Linux users are familiar with the idea that you can put a program on a boot floppy which then boots a HD partition, the Linux partition let's say, which might not be marked active. Of course you can! There are also various ways a "boot manager" program can be put on a HD, which the BIOS boots as if it were an OS, after which this boot manager can do just about anything, but it generally will boot different partitions, including logical partitions within the extended partition.
Back to gripes. So Windows/DOS has this arcane system of treating partitions as if they were HDs which MS is perversely committed to. To straighten this out, they could have done what had already been done by others long before MS bought Seattle PC-DOS from the remarkable man that cloned CP/M, and began the gradual transformation into the convoluted absurdity we know, or remember, as DOS, and which became exponentially more grotesque as it metastasized into Windows. They could have "handles" which are translate into drives; a name which can be assigned to any drive. Within the Windows API, all file access would be done with the handle (instead of a drive letter) as the starting point. Then if the drive letters are scrambled, the handles would be reassigned so that they designated the right drive. Simple. Easy. Simple and easy are concepts which not only have no appeal to Billion Gates, but for which he is cognitively disabled. He can't recognize it when he sees it. The price of genius I guess.

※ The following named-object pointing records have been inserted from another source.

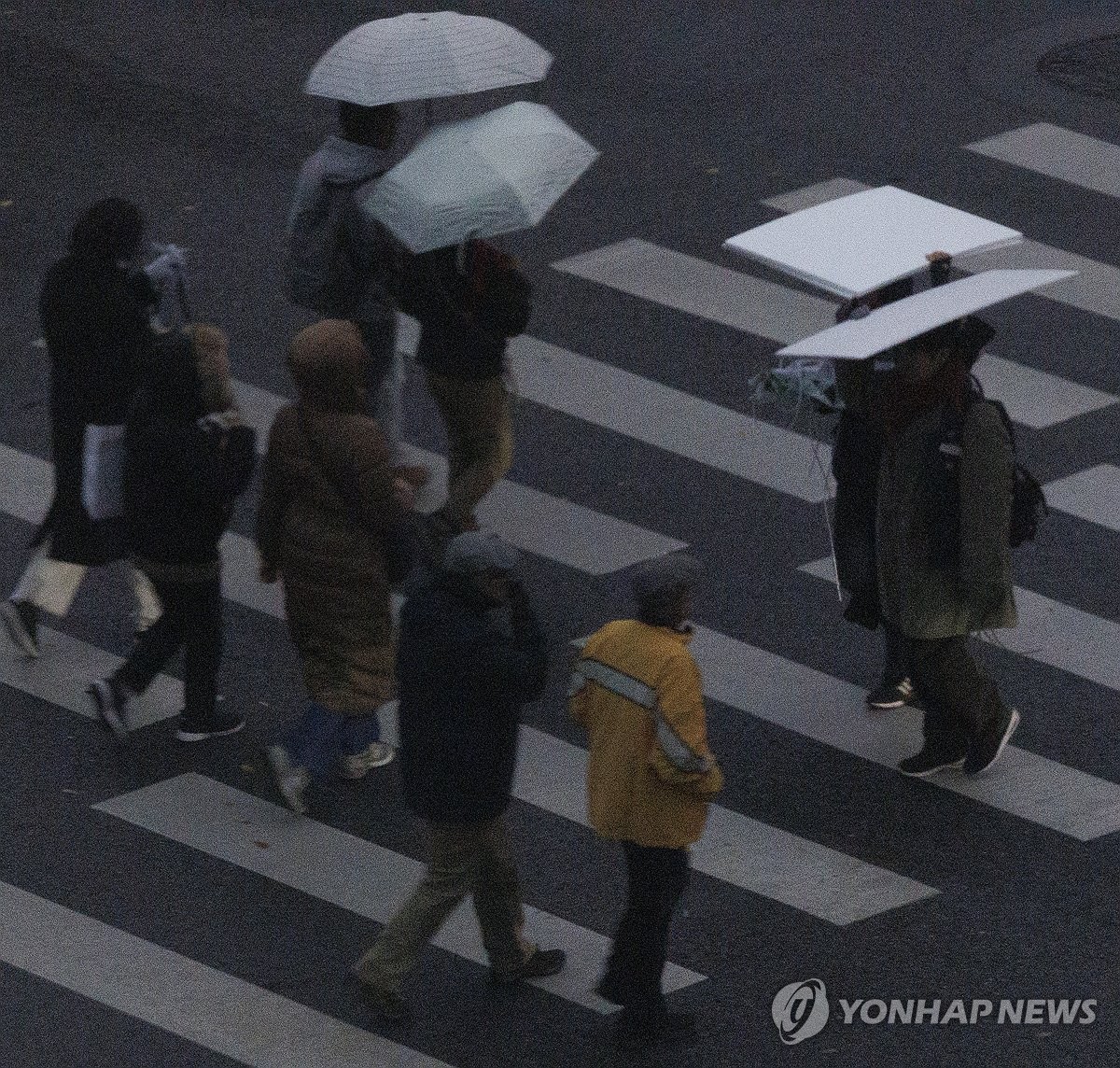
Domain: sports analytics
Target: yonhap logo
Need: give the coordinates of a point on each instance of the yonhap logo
(800, 1011)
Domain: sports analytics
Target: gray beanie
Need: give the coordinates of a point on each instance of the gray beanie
(476, 552)
(655, 580)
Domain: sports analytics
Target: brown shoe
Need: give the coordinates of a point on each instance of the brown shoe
(413, 474)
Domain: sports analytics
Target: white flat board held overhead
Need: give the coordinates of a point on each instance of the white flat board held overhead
(912, 316)
(858, 244)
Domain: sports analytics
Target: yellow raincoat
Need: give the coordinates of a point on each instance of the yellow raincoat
(637, 689)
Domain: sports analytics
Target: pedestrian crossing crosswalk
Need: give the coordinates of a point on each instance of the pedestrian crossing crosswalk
(350, 872)
(776, 867)
(204, 1005)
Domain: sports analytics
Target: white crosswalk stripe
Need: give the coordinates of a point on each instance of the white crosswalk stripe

But we now have NT being merged into the consumer-oriented Windows XP. XP/NT fixes everything. NT was once sidetracked into a professional/commercial OS a few years after Windows 95 hit the stores, because it was unrealistic to require home users to buy the expensive chunk of memory that NT would need to run, 16 Megabytes. Remarkable strides have been made since, and NT has been slimmed down so it will now run comfortably in 256 Megabytes. IAC, I decided to add a boot for XP to my system, in addition to my working boot of Win98se, just to check out XP. I went along blithely with the recommendation that NTFS was the true file system that XP should properly be run on, and allowed the XP partition to be formatted as NTFS. At last I would see what the all-poweful, all-knowing NTFS would do. But Win98 does not think NTFS is valid, so many drive letters were lowered, and 90% of my programs would need be redone if they were to work.
I wonder what it is about NTFS that makes it so impossible to run on Win98se? I have been given to understand that 98 has "installable file systems" (IFS) built in, and that CDs and network drives are made to work by this method.

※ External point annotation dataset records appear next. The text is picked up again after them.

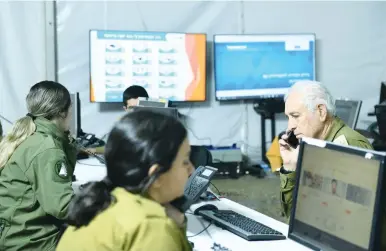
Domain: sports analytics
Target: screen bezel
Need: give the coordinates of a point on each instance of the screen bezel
(173, 101)
(358, 106)
(256, 97)
(375, 225)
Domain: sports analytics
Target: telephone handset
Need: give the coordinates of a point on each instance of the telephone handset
(291, 140)
(197, 184)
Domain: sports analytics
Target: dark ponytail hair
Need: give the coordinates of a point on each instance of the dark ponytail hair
(138, 141)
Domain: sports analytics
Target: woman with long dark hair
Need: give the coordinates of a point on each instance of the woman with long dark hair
(147, 159)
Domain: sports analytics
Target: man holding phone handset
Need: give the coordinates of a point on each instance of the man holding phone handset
(310, 109)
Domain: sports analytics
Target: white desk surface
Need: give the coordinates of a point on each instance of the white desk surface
(92, 170)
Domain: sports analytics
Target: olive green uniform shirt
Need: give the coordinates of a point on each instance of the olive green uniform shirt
(340, 134)
(35, 190)
(132, 223)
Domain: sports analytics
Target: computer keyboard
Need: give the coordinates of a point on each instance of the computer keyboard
(100, 158)
(240, 225)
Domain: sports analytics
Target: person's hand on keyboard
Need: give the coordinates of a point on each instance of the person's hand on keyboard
(175, 214)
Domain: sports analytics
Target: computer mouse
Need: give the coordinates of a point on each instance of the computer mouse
(208, 207)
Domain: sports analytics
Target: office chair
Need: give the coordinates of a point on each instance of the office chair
(200, 156)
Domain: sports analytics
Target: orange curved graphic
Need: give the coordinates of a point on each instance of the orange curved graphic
(195, 45)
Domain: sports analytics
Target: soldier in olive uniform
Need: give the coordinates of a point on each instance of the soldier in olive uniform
(130, 98)
(36, 167)
(148, 165)
(310, 109)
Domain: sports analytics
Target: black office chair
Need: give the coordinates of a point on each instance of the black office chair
(200, 156)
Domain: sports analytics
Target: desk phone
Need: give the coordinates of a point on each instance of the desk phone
(197, 184)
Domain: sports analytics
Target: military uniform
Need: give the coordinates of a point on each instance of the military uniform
(340, 134)
(35, 190)
(132, 222)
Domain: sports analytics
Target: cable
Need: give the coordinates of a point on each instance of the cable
(218, 191)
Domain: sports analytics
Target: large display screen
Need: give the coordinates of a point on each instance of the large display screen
(261, 66)
(168, 65)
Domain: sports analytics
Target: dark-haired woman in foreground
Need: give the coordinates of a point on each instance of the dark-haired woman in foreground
(148, 165)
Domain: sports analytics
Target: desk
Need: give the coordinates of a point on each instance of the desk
(91, 170)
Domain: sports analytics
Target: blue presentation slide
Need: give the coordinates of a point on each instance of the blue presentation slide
(261, 65)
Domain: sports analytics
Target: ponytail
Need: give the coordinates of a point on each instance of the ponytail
(21, 130)
(92, 199)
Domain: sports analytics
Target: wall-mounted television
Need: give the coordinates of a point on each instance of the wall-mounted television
(168, 65)
(261, 66)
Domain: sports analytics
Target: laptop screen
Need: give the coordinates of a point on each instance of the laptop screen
(335, 199)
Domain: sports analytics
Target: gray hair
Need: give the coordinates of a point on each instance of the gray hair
(315, 93)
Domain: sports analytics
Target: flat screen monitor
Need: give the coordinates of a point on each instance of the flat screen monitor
(168, 111)
(382, 95)
(75, 123)
(337, 198)
(380, 113)
(261, 66)
(168, 65)
(348, 111)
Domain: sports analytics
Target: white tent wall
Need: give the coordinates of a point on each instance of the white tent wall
(351, 55)
(22, 55)
(351, 59)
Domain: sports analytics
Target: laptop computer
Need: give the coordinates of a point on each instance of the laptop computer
(337, 199)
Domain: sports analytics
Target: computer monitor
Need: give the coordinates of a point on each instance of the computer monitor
(168, 65)
(348, 111)
(382, 94)
(380, 113)
(165, 110)
(153, 102)
(261, 66)
(75, 124)
(337, 202)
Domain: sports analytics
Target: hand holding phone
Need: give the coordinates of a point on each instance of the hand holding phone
(292, 140)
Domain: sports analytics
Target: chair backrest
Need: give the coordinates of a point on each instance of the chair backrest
(200, 156)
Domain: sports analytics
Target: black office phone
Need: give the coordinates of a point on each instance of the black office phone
(197, 184)
(292, 140)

Actually all Win98se would have to do is advance one letter when it saw an NTFS without assigning a letter to it. Simple. Easy. Not Gatesean.
Getting back to letters; if anyone remembers compressed drives, they could be reassigned back to their original drive letter so that even drive C:, the boot drive, was switched back to letter C after it was compressed. So Win98se evidently has this capability of reassigning drive letters built in somewhere. Why is MS keeping the secret from us? Do they hate us that much?
To sum up, MS could readily and simply solve our drive letter problems. They didn't have to cause the problem in the first place. But they don't give a s**t.